Politico’s Marc Caputo recently reported on Rubio’s tactical shift against Trump and suggested that Fiorina’s success may have played a role.
“She proved last week that Trump’s not invincible, landing a solid blow during the CNN debate,” Caputo wrote. “She showed others that the counter-counter-punch can be pretty sweet, as shown by her surge in the polls.”
Trump responded to both Fiorina and Rubio with a flurry of attacks.
In campaign-trail speeches and interviews, Trump now constantly trashes Fiorina’s “horrible” tenure at Hewlett-Packard, which he said caused her to lose her 2010 US Senate race in California. He’s even repeatedly called her voice grating.
“I think that she’s got a good line of pitter-patter. But when you listen for more than five minutes, you develop a tremendous headache,” Trump said last Monday on “Fox & Friends.”
Trump’s response to Rubio’s foreign-policy broadside was similar. In a throwing-spaghetti-against-the-wall attack, Trump has repeatedly dismissed the 44-year-old Rubio as a “kid,” attacked him for his poor Senate-attendance record, dismissed his poll numbers, criticised him for being disloyal to a political mentor, and even mocked him for sweating too much at the debate, among other things.
“Obviously, I’m not a fan of Marco Rubio from the standpoint that I think he talks quickly, but he doesn’t talk intelligently,” Trump explained to Business Insider.
Rubio fired back in an interview Thursday, seemingly trying to get under Trump’s skin with a remark about his debate performance and his “touchy and insecure” reaction to criticism.
“He had a really bad debate performance last week,” Rubio told Kentucky Sports Radio, according to BuzzFeed. “He really never talks about issues and can’t have more than a 10-second soundbite on any key issue. And I think he’s kind of been exposed a little bit over the last seven days.”
Trump has continued jabbing at Rubio — during a speech on Friday, Trump called Rubio a “clown.”
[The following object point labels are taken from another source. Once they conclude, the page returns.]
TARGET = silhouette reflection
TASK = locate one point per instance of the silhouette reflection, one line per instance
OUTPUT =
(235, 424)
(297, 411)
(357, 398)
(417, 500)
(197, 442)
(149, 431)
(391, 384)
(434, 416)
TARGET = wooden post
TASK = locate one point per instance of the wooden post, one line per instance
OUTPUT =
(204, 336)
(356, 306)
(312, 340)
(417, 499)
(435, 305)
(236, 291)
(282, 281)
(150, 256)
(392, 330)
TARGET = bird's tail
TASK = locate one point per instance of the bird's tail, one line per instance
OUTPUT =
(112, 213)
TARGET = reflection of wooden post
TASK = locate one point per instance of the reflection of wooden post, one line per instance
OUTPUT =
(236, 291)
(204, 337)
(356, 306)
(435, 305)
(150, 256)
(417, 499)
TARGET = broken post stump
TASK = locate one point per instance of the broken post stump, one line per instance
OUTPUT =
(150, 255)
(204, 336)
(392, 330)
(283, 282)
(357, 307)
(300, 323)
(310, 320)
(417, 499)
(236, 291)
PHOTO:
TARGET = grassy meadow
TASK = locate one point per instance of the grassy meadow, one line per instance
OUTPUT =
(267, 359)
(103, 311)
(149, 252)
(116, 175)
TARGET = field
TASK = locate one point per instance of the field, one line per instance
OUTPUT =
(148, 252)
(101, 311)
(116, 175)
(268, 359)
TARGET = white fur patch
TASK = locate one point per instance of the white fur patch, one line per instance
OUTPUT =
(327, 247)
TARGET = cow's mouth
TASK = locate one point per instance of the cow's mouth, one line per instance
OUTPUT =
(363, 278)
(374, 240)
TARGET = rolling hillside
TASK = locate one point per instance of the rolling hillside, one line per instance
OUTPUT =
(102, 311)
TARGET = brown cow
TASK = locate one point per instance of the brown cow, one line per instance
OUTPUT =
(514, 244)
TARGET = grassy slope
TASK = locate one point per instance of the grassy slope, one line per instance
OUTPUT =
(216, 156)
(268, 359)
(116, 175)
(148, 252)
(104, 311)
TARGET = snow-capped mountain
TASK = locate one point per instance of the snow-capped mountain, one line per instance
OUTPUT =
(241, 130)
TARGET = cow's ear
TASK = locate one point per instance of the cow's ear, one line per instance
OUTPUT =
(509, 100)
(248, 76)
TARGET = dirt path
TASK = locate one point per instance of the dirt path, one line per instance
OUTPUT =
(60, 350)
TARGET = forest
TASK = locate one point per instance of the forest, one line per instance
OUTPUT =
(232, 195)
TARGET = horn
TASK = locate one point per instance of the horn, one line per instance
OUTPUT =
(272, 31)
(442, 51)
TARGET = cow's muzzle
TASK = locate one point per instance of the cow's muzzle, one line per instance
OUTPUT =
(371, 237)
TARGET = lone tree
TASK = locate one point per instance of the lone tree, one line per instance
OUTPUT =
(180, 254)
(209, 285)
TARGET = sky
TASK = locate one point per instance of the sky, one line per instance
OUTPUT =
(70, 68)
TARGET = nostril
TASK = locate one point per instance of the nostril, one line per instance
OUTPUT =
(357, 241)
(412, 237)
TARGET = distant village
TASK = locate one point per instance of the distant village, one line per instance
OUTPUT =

Rubio and Fiorina’s more measured approach to criticising Trump is noticeably different from how their rivals have treated the front-runner.
Former Texas Gov. Rick Perry (R) furiously attacked Trump, dedicating an entire speech to calling him a “cancer” on the conservative cause, firing off harsh press releases about his policy positions and rhetoric, and even fighting with him on social media.
Wisconsin Gov. Scott Walker (R), meanwhile, went out of his way to ignore Trump’s taunts, which started after he declined to publicly chide a supporter who called Trump a “DumbDumb.” Trump responded to the insult by trashing Walker’s gubernatorial record as a complete disaster.
Both Perry and Walker recently suspended their campaigns and dropped out of the race.
Former Florida Gov. Jeb Bush (R), Sen. Lindsey Graham (R-South Carolina), Louisiana Gov. Bobby Jindal (R), Sen. Rand Paul (R-Kentucky), and former New York Gov. George Pataki (R) all appear to be playing from the Perry playbook of frequent Trump confrontations. As the mogul likes to point out, they have not exactly seen their campaigns take off as a result.
“If you look at the list, every single — Jindal is down, gone. They’re all gone. Pataki is gone. Lindsey Graham is gone. Walker is gone. And they always start the talking, and I finish it,” Trump told Business Insider.
The Walker approach has had a bit more success. Retired neurosurgeon Ben Carson, the soft-spoken candidate who often polls at No. 2 in the primary, has done well despite only taking one shot at Trump’s lack of public religiosity and humility. After Trump unloaded on Carson in response, he backed off and so did Trump.
Others like Ohio Gov. John Kasich (R) and Sen. Ted Cruz (R-Texas) have also stood out — by praising Trump when asked about him.